2025-02-03
To understand BPTT works, let’s derive its mathematical formulation.
Consider an RNN that processes a sequence of inputs \[( x_1, x_2, \ldots, x_T )\] At each time step \(t\), the RNN maintains a hidden state \(h_t\) which is updated based on the current input \(x_t\) and the previous hidden state \(h_{t-1}\):
\[h_t = f(W_h h_{t-1} + W_x x_t + b)\]
where \(W_h\) and \(W_x\) are weight matrices, \(b\) is a bias vector, and \(f\) is an activation function (typically tanh or ReLU).
Assume we have a loss function \(L\) that depends on the outputs of the RNN at each time step. The total loss over the sequence is:
\[L = \sum_{t=1}^T L_t(y_t, \hat{y}_t)\]
where \(y_t\) is the true output and \(\hat{y}_t\) is the predicted output at time step \(t\).
To train the RNN, we need to compute the gradients of the loss with respect to the weights \(W_h\) and \(W_x\).

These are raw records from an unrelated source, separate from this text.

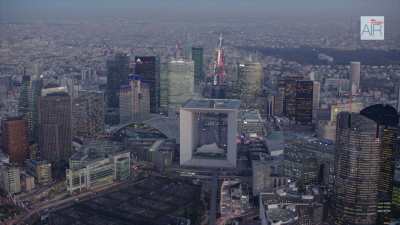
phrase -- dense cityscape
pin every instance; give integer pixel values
(169, 117)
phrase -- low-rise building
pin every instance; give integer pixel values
(290, 207)
(93, 167)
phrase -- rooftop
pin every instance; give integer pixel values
(212, 104)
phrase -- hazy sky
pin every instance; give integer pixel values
(54, 9)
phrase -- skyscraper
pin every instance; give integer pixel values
(355, 77)
(149, 68)
(37, 85)
(307, 101)
(15, 139)
(88, 114)
(198, 59)
(117, 75)
(387, 120)
(164, 87)
(250, 77)
(181, 82)
(55, 133)
(287, 94)
(24, 101)
(134, 100)
(357, 166)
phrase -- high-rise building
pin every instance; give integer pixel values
(357, 166)
(40, 170)
(88, 114)
(134, 100)
(37, 85)
(307, 101)
(24, 101)
(355, 77)
(10, 179)
(164, 87)
(250, 78)
(396, 192)
(149, 68)
(15, 139)
(181, 83)
(208, 129)
(117, 75)
(55, 133)
(198, 59)
(287, 95)
(387, 120)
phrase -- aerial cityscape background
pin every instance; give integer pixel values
(211, 112)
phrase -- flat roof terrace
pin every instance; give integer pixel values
(154, 201)
(212, 104)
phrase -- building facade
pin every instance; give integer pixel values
(88, 114)
(55, 133)
(198, 59)
(10, 179)
(117, 75)
(208, 130)
(250, 78)
(134, 100)
(357, 165)
(307, 101)
(15, 139)
(149, 68)
(181, 82)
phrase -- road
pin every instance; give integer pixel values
(52, 204)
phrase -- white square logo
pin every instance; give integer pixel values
(372, 28)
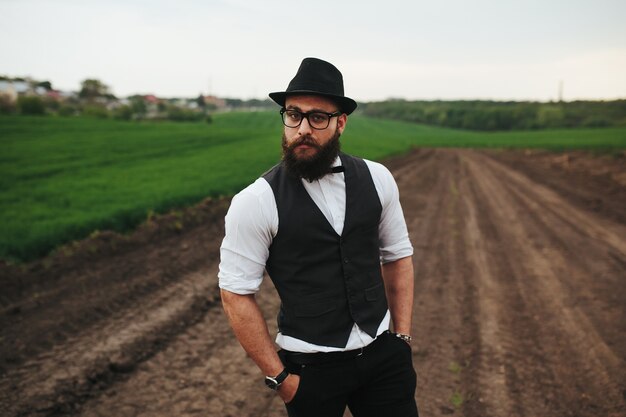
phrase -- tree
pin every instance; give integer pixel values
(31, 105)
(92, 89)
(45, 84)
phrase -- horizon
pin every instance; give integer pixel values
(449, 51)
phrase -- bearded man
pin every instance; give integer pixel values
(329, 230)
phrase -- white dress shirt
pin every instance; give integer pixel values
(252, 223)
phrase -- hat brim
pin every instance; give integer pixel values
(346, 104)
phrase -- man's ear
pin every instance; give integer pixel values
(342, 120)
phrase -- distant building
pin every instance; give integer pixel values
(216, 102)
(13, 89)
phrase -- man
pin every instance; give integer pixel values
(321, 223)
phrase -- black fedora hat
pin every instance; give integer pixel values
(320, 78)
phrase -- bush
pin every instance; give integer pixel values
(6, 105)
(30, 105)
(123, 113)
(95, 110)
(178, 114)
(67, 110)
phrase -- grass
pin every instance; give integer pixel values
(63, 178)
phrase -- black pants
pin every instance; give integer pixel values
(379, 383)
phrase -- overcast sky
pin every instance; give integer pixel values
(481, 49)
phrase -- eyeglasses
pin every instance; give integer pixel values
(317, 119)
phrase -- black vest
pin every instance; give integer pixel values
(327, 282)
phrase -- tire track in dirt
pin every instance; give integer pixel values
(518, 311)
(53, 381)
(567, 369)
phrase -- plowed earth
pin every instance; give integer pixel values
(520, 301)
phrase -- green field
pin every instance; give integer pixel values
(63, 178)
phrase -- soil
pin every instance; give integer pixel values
(520, 301)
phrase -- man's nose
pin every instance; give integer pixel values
(305, 127)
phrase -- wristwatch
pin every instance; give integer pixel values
(273, 382)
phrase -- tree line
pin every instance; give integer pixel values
(497, 115)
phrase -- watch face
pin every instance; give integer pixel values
(271, 382)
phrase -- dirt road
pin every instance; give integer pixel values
(520, 266)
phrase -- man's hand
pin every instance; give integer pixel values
(289, 387)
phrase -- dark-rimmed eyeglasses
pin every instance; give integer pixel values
(317, 119)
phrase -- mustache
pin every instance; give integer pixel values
(304, 140)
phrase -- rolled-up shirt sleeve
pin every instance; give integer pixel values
(392, 230)
(250, 226)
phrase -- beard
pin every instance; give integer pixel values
(313, 167)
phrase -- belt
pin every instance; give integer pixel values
(299, 358)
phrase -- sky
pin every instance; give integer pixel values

BPTT involves unfolding the RNN through time and applying the chain rule of calculus to compute these gradients.
Forward Pass: Compute the hidden states \(h_t\) and the outputs \(\hat{y}_t\) for \(t = 1, 2, \ldots, T\).

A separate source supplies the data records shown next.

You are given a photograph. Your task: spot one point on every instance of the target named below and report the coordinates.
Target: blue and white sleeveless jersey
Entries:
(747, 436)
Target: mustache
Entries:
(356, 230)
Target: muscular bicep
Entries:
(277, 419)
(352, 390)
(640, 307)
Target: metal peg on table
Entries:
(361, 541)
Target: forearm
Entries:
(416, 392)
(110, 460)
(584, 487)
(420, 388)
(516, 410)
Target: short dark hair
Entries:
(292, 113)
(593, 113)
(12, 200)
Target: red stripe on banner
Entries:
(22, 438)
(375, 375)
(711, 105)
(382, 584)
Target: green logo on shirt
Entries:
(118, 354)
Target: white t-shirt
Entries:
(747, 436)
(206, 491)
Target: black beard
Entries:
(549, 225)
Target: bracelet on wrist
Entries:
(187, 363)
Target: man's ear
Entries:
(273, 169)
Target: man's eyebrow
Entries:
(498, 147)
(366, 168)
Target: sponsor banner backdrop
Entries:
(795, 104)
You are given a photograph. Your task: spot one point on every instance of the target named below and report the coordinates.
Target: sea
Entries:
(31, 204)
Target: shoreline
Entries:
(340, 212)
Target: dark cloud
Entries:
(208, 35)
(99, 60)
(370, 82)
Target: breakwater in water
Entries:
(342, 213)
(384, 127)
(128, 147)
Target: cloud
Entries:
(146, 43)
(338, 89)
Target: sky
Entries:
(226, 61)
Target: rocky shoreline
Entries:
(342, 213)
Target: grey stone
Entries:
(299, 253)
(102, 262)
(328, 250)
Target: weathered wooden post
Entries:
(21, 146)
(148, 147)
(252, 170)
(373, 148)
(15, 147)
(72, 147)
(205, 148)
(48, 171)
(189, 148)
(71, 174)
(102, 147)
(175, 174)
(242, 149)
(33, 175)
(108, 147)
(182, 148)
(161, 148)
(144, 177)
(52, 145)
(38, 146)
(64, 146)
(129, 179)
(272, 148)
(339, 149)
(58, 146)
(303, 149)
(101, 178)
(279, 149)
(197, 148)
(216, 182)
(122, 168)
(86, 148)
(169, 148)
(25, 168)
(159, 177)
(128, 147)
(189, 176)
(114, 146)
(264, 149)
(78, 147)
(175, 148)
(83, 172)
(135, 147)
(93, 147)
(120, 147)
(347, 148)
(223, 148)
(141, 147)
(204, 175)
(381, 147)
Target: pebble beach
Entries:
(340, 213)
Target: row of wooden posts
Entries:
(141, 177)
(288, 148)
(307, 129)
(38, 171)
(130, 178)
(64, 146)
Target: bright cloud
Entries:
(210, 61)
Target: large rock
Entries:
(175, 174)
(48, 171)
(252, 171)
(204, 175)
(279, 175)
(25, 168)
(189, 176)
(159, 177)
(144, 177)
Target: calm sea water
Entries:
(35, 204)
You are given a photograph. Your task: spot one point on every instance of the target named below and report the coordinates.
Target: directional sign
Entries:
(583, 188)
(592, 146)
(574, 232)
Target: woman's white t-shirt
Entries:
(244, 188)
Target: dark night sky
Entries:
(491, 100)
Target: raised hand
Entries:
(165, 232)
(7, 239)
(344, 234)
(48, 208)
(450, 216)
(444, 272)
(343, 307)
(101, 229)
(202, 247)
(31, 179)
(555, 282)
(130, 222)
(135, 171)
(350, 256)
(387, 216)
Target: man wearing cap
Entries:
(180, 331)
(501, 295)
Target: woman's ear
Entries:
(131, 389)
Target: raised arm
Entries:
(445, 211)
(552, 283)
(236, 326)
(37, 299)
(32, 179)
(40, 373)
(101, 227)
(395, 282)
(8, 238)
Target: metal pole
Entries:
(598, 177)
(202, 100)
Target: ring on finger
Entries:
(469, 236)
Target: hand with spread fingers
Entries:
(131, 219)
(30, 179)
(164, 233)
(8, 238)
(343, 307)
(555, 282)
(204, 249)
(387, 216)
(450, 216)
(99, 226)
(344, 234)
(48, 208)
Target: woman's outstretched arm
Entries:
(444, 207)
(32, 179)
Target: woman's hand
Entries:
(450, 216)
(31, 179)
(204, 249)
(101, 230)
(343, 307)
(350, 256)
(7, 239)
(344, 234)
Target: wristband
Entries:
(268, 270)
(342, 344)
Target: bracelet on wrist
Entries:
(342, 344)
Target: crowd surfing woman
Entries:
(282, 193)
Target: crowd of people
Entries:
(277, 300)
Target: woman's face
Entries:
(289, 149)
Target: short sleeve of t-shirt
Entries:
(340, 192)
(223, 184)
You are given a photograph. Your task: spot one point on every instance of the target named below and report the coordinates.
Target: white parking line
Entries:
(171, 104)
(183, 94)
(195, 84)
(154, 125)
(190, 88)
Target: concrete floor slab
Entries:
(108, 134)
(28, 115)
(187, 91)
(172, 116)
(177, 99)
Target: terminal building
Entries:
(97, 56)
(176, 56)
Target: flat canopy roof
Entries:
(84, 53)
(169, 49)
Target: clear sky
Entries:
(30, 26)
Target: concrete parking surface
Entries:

Backward Pass: Compute the gradients of the loss with respect to the hidden states and weights by propagating the error backwards through time.
The gradient of the loss with respect to the hidden state at time step \(t\) is:
\[\frac{\partial L}{\partial h_t} = \sum_{k=t}^T \frac{\partial L_k}{\partial h_t}\]

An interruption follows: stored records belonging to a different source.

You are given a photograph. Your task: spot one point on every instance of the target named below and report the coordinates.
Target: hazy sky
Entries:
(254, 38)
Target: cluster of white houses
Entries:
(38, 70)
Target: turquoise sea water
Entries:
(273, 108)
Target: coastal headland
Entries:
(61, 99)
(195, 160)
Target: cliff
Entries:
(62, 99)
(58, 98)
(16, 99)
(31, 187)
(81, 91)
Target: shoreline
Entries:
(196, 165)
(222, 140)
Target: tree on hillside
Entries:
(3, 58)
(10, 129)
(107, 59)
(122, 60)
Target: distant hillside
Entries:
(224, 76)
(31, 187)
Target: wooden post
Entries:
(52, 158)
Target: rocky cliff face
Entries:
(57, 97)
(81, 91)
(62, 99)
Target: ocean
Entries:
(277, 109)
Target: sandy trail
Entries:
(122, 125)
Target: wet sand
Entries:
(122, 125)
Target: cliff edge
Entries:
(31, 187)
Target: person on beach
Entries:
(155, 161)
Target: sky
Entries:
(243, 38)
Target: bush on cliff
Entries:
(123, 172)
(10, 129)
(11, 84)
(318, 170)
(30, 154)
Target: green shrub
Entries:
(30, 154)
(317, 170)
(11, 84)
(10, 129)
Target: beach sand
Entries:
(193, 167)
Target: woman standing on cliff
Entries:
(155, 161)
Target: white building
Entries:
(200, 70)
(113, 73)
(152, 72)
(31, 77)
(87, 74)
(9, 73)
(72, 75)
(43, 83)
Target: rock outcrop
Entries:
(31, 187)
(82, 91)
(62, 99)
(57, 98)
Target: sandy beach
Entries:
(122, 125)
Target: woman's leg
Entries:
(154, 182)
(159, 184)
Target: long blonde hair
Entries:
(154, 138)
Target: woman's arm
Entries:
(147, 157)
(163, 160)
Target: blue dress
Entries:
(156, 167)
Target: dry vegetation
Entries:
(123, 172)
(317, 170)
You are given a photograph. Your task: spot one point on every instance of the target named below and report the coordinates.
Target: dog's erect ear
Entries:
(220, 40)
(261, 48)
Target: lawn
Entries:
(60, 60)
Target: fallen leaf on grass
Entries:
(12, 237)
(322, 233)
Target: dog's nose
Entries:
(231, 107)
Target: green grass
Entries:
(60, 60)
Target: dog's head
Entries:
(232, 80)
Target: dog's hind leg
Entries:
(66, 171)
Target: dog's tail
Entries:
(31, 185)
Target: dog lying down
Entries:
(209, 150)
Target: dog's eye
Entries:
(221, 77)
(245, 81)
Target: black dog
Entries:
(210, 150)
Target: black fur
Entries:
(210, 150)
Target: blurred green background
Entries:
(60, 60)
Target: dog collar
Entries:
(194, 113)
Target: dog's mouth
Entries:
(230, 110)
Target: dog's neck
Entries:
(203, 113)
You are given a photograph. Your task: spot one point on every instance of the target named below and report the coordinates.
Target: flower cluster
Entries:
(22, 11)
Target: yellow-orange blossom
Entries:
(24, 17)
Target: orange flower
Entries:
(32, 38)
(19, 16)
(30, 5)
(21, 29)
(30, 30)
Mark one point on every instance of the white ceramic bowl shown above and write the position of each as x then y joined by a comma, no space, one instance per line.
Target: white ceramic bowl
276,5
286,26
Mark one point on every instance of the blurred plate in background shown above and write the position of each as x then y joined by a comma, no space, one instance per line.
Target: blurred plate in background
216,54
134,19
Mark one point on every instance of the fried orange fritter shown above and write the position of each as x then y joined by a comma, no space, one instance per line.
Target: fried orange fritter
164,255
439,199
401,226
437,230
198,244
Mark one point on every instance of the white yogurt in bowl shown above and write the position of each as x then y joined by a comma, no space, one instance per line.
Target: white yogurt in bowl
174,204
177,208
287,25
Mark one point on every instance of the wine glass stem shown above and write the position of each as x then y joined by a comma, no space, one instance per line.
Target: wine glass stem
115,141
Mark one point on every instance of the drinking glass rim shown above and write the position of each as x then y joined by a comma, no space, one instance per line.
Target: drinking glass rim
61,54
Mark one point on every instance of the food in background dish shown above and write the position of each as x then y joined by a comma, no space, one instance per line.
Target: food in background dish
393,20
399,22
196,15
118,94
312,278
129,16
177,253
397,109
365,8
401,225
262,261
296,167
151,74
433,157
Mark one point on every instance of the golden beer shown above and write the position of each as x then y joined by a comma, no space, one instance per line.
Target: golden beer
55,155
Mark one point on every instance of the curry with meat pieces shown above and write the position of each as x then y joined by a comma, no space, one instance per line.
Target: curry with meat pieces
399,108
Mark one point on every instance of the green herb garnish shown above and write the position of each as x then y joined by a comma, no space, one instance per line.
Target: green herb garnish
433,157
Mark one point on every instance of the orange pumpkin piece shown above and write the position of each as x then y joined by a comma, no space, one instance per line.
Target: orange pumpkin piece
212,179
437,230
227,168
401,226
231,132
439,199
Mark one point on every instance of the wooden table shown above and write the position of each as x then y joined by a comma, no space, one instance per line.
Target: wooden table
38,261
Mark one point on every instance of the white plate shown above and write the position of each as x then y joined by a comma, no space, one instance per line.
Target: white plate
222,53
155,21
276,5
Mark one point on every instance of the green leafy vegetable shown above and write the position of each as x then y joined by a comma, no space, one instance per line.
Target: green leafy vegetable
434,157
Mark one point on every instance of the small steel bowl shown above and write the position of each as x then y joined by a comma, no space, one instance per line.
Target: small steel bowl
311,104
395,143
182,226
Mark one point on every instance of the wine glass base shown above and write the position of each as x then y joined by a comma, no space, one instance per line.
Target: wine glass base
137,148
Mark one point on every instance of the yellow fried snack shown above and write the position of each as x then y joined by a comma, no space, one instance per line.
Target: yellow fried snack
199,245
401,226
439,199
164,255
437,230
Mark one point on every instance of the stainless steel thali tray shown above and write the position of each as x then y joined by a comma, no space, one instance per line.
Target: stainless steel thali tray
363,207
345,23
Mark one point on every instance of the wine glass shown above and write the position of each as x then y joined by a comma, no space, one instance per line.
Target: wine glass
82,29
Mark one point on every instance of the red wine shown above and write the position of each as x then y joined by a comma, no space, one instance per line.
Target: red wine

Using the chain rule, we can express this as:
\[\frac{\partial L_k}{\partial h_t} = \frac{\partial L_k}{\partial \hat{y}_k} \frac{\partial \hat{y}_k}{\partial h_k} \frac{\partial h_k}{\partial h_t}\]
The gradient of the hidden state \(h_k\) with respect to \(h_t\) involves the recurrent connection:
\[\frac{\partial h_k}{\partial h_t} = \prod_{j=t+1}^k \frac{\partial h_j}{\partial h_{j-1}}\]
Finally, the gradients of the loss with respect to the weights are computed by summing the contributions from each time step:
\[\frac{\partial L}{\partial W_h} = \sum_{t=1}^T \frac{\partial L}{\partial h_t} \frac{\partial h_t}{\partial W_h}\]
\[\frac{\partial L}{\partial W_x} = \sum_{t=1}^T \frac{\partial L}{\partial h_t} \frac{\partial h_t}{\partial W_x}\]